Svolgimento del processo

Con ricorso depositato in data 15 luglio 2020 B.B. ha adito il Tribunale di Castrovillari esponendo che dalla convivenza more uxorio con A.A. sono nati tre figli: C.C. (nato il Omissis a Rossano), D.D. (nato il Omissis a Castrovillari) e E.E. (nata il Omissis a Castrovillari); che dopo la cessazione della convivenza ella era rimasta in un primo momento nell’immobile adibito a casa familiare ma successivamente lo aveva abbandonato rivolgendosi a un centro antiviolenza a causa delle incursioni del A.A. nella casa familiare; chiedeva l’affidamento esclusivo dei figli e assegno di mantenimento.

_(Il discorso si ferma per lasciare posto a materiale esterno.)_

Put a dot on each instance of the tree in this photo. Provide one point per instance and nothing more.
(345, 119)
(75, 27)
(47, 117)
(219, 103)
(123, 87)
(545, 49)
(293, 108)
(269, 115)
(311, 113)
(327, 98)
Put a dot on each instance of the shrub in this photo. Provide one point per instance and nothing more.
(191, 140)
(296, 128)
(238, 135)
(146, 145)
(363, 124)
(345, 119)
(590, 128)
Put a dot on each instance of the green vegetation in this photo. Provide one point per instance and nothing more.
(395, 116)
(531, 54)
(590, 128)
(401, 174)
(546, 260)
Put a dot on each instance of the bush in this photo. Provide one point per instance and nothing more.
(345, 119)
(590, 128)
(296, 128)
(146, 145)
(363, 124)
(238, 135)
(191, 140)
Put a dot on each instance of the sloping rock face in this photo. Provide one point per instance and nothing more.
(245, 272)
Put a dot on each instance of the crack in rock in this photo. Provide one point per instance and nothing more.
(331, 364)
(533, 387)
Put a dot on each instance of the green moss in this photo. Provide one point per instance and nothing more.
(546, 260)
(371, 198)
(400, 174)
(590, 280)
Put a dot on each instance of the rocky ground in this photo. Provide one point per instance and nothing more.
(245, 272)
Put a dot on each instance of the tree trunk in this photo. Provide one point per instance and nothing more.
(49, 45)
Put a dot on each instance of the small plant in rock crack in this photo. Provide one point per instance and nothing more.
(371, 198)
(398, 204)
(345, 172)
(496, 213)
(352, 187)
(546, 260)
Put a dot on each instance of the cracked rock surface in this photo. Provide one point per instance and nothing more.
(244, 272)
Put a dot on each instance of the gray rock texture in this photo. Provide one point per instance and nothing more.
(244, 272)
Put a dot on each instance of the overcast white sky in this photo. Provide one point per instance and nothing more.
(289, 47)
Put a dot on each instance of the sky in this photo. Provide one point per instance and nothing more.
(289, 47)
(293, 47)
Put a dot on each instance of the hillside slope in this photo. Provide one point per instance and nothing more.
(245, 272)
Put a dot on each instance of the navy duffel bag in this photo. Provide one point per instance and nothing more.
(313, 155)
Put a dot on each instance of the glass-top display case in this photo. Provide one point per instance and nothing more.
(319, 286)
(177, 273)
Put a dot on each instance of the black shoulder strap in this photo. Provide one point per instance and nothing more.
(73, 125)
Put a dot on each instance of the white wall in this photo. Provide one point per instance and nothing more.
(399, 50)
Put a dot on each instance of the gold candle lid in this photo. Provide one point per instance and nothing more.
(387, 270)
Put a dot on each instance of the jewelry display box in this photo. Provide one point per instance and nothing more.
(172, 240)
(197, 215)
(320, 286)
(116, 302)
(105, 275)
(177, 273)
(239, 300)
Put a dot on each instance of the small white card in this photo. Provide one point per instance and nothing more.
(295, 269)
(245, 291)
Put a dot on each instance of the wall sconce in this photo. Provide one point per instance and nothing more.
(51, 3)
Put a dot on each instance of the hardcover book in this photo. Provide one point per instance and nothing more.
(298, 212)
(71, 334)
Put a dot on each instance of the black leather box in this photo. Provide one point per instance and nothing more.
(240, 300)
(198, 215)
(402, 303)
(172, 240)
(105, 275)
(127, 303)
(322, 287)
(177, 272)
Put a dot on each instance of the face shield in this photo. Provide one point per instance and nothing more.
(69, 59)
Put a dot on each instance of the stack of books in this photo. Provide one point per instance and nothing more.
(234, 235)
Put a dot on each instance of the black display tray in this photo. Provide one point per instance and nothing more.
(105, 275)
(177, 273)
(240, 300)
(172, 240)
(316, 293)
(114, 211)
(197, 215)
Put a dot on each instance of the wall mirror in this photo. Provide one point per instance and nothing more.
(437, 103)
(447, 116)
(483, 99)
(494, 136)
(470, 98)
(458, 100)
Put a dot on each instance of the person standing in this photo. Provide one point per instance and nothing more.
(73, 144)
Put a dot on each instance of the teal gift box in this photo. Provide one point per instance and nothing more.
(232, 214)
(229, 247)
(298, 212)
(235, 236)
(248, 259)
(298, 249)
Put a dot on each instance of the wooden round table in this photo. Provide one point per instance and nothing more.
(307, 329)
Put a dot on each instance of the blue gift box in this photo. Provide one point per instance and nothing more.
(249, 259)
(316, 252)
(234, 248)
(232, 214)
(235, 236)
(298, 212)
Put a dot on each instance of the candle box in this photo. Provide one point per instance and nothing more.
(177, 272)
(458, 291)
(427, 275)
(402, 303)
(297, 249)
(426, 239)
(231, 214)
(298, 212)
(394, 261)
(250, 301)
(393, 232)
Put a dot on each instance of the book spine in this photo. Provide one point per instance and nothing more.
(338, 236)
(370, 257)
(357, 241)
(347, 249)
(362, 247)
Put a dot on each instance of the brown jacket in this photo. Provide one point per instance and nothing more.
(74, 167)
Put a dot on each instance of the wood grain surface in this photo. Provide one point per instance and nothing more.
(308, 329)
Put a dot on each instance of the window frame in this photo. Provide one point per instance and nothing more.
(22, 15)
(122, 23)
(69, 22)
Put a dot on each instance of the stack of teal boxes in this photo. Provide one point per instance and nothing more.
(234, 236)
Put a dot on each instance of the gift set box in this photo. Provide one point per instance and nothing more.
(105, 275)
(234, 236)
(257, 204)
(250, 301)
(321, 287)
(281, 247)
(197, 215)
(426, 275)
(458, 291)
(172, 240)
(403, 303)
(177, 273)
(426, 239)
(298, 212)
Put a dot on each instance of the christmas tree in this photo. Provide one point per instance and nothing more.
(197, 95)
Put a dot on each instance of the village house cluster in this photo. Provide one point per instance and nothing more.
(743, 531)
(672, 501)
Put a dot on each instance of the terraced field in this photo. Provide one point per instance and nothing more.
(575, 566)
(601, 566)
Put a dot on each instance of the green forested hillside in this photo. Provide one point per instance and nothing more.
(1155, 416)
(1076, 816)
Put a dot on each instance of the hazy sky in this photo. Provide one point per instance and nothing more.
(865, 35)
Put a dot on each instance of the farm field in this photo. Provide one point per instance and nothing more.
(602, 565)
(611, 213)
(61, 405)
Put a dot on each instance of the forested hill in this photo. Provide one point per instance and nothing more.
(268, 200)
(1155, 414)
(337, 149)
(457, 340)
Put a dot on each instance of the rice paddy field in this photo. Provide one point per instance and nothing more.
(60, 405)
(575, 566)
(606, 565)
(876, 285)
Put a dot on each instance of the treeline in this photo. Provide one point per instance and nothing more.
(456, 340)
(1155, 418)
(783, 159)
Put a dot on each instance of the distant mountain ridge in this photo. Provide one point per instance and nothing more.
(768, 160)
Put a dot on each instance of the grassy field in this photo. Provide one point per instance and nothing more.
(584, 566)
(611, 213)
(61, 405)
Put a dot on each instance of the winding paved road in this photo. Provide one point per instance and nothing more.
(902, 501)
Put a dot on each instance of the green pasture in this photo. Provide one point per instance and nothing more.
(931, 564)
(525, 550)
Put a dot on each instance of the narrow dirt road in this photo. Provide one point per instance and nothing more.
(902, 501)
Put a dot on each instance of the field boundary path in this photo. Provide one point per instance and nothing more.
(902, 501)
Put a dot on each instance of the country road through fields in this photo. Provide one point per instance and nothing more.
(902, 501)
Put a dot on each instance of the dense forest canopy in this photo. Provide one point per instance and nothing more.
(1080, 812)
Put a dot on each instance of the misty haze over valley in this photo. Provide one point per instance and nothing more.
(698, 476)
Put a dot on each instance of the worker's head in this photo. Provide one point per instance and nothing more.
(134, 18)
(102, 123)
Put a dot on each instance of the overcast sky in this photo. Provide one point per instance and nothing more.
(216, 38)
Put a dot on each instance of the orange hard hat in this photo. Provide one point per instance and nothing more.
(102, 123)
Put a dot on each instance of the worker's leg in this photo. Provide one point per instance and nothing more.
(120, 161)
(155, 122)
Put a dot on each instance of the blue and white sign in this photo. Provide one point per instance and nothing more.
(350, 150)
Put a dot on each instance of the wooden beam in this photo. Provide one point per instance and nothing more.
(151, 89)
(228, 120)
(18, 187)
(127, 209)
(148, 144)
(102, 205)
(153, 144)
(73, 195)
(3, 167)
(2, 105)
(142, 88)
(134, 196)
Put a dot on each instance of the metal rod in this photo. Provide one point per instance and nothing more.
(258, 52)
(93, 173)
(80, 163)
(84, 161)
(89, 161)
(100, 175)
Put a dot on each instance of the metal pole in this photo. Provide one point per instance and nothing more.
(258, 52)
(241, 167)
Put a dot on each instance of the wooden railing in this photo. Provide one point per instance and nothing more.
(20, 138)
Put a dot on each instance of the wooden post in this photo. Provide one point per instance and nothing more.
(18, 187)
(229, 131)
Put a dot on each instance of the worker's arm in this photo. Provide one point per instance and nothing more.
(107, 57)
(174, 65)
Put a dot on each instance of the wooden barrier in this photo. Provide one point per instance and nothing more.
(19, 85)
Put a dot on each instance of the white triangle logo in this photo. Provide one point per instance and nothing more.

Il Tribunale ha disposto un accertamento sulle condizioni di vita dei minori da parte dei servizi sociali e una consulenza tecnica d’ufficio delegando al consulente anche l’ascolto dei minori e la valutazione della loro capacità di discernimento; in esito all’istruttoria ha affidato i minori esclusivamente alla madre attribuendole tutte le decisioni di maggiore interesse per la prole (c.d. affidamento super esclusivo) e posto a carico del A.A. un assegno di Euro 600,00 mensili.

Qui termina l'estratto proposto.